Mechanisms modifying atherosclerotic disease — from lipids to vascular biology

Abstract

Recent clinical trials of three statins, pravastain, simvastatin and lovastatin, have demonstrated a major reduction in acute coronary events typically precipitated by plaque rupture. However, angiographic studies with several statins have shown that they do not appear to greatly affect the size of pre-existing plaques. These findings strongly suggest that the demonstrated protective effect of these statins is mediated through changes in plaque composition rather than size, highlighting the greater importance of composition than size in determining clinical outcome. Atherosclerotic plaques are composed of a thrombogenic lipid-rich core protected by a fibrous cap comprising smooth muscle cells (SMCs) and inflammatory cells, predominantly macrophages. SMCs are the only cell type in the atherosclerotic plaque capable of synthesizing a strong fibrous cap. Their survival is therefore crucial to plaque stability. In contrast, inflammatory cells such as macrophages increase the risk of plaque rupture by a number of mechanisms. Thus, in atherosclerosis, there is a balance between the influence of inflammatory cells tending towards plaque instability and the reparative influence of SMCs tending to plaque stability.

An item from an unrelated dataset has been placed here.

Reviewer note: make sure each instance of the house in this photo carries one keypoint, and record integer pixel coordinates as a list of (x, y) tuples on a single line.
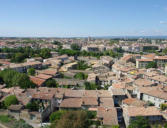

The implication of the successful outcome studies is that the statins tested may beneficially influence this balance either by decreasing inflammation or promoting repair or both. However, because statins do not have a uniform effect on all the biological processes contributing to plaque rupture and subsequent thrombosis, the potential benefit from treating with a statin cannot necessarily be presumed or predicted from its lipid lowering potency alone. Therefore prescription of statins to prevent cardiovascular events should be based on the evidence of outcome trials.